# The OUTBACK is home!



## NDJollyMon (Aug 22, 2003)

Just got the trailer home from hibernation. Got plenty to do to prep her for the first weekend trip of 2004.

She survived the storage very well. I drilled my compartment door weep holes as soon as I got home. It is raining really hard right now, so tomorrow, I'll check for leaks. (hope she's dry!)

Let the dewinterization begin! (although snow is on the way!)


----------



## aplvlykat (Jan 25, 2004)

It's a great feeling getting ready for that first trip of the year. Have fun playing, Kirk


----------



## Y-Guy (Jan 30, 2004)

Watch out the Mod man cometh!

Congrats on the defrosting I mean dewinterizing.


----------



## Guest (May 12, 2004)

Happy, Happy, Joy, Joy!!!!! JollyMon, I think I'm looking forward to your first trip of the season as much as you are. I hope that the snow is just a little of the light fluffy kind. Gentlemen, start your modifications.

Happy camping,

Gary


----------



## CamperDC (Oct 30, 2003)

Man I bet you are ready to go.

I saw the news last night and they were saying snow in ND and I was thinking about the JollyMon.

Have fun.


----------



## hatcityhosehauler (Feb 13, 2004)

I guess I won't tell Pete that it was close to 90 in CT today.....oops, I suppose he'll see this.. Sorry to gloat Pete?









Tim


----------



## NDJollyMon (Aug 22, 2003)

Sorry to say, after a night of serious rain...(Snow fell just 20 miles North of me!)
The OUTBACK bike door was leaking water!








It was also leaking from the antenae crank.

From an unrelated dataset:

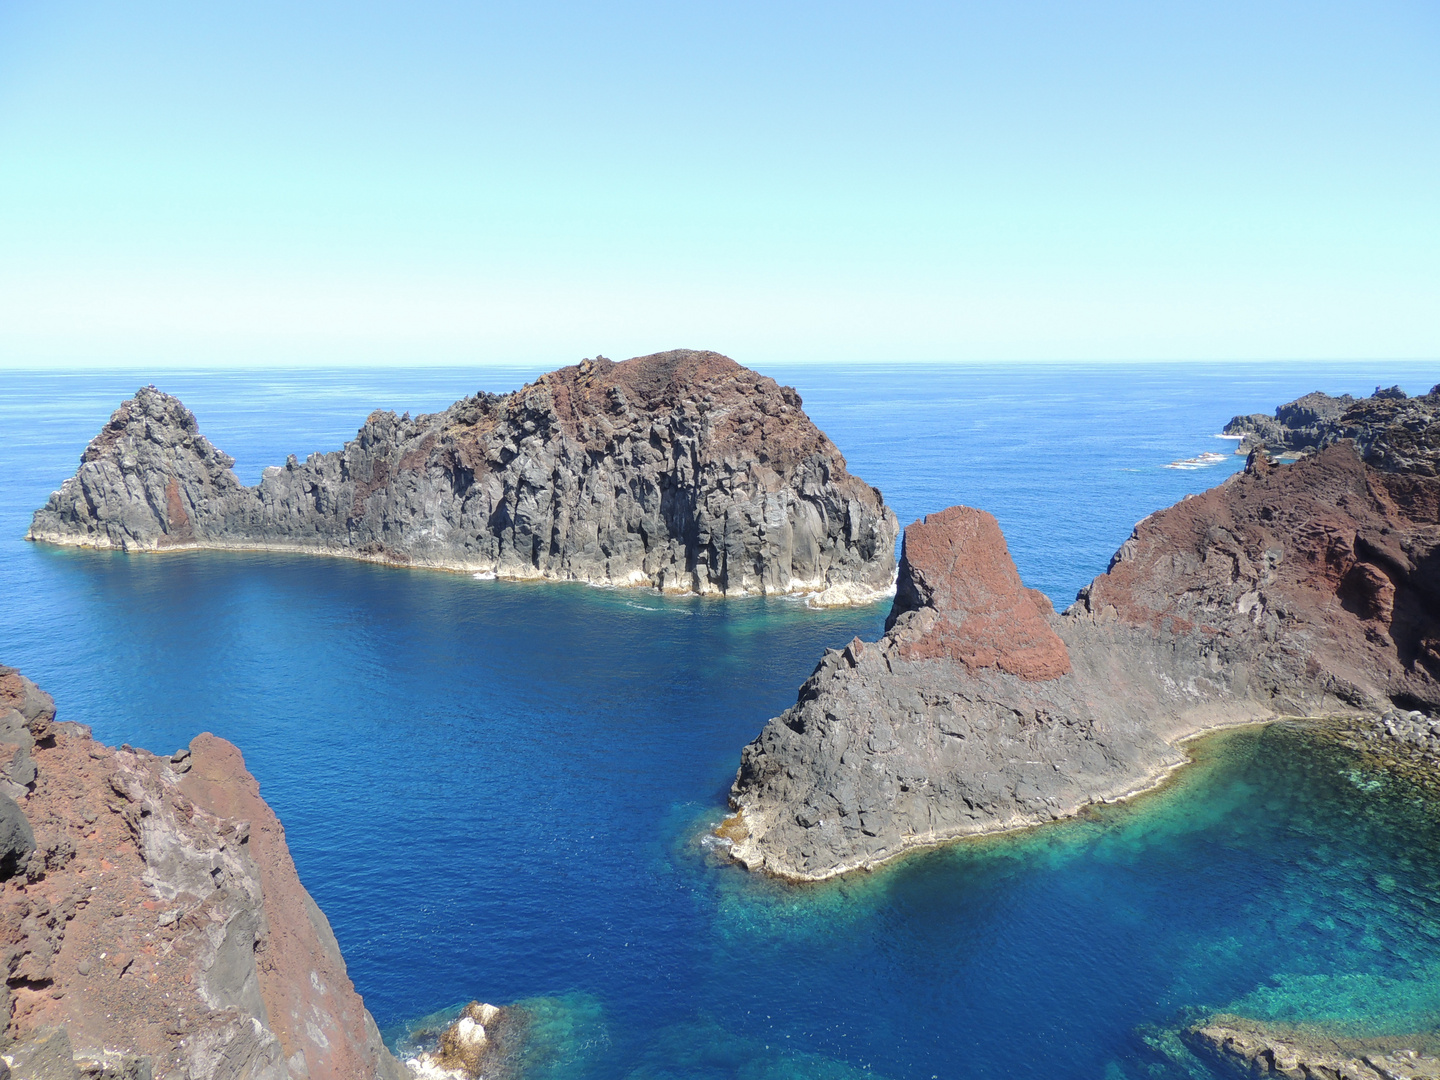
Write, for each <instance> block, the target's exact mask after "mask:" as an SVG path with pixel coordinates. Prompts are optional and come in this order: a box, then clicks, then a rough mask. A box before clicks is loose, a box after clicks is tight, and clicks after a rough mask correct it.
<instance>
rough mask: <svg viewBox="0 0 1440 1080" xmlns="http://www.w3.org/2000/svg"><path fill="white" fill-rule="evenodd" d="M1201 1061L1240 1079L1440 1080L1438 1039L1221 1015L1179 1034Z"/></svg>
mask: <svg viewBox="0 0 1440 1080" xmlns="http://www.w3.org/2000/svg"><path fill="white" fill-rule="evenodd" d="M1181 1041H1182V1043H1184V1044H1185V1045H1187V1047H1188V1048H1189V1050H1191V1051H1192V1053H1195V1054H1197V1056H1198V1057H1201V1058H1202V1060H1205V1061H1210V1063H1211V1064H1214V1066H1218V1067H1220V1068H1221V1070H1224V1071H1225V1073H1230V1074H1234V1076H1241V1077H1284V1079H1286V1080H1440V1035H1437V1034H1413V1035H1390V1037H1372V1038H1348V1037H1345V1035H1335V1034H1329V1032H1326V1031H1322V1030H1319V1028H1313V1027H1309V1028H1306V1027H1287V1025H1279V1024H1260V1022H1257V1021H1253V1020H1246V1018H1244V1017H1228V1015H1218V1017H1211V1018H1210V1020H1207V1021H1205V1022H1202V1024H1195V1025H1192V1027H1189V1028H1185V1031H1182V1032H1181Z"/></svg>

Both were leaks I have battled before. I had the General Manager at my dealer on the phone ASAP! He was made aware of my SERVICE problems before, and I again expressed my angst. He said he would research the problem with SERVICE and get back to me. No call today.









I told him what I thought of the situation. I believe Keystone simply made a crappy door. They figured it out, and fixed it on the 2004 models.

My warranty period is expired, and hopefully, because this was a problem I've had since day 1, they will make it right.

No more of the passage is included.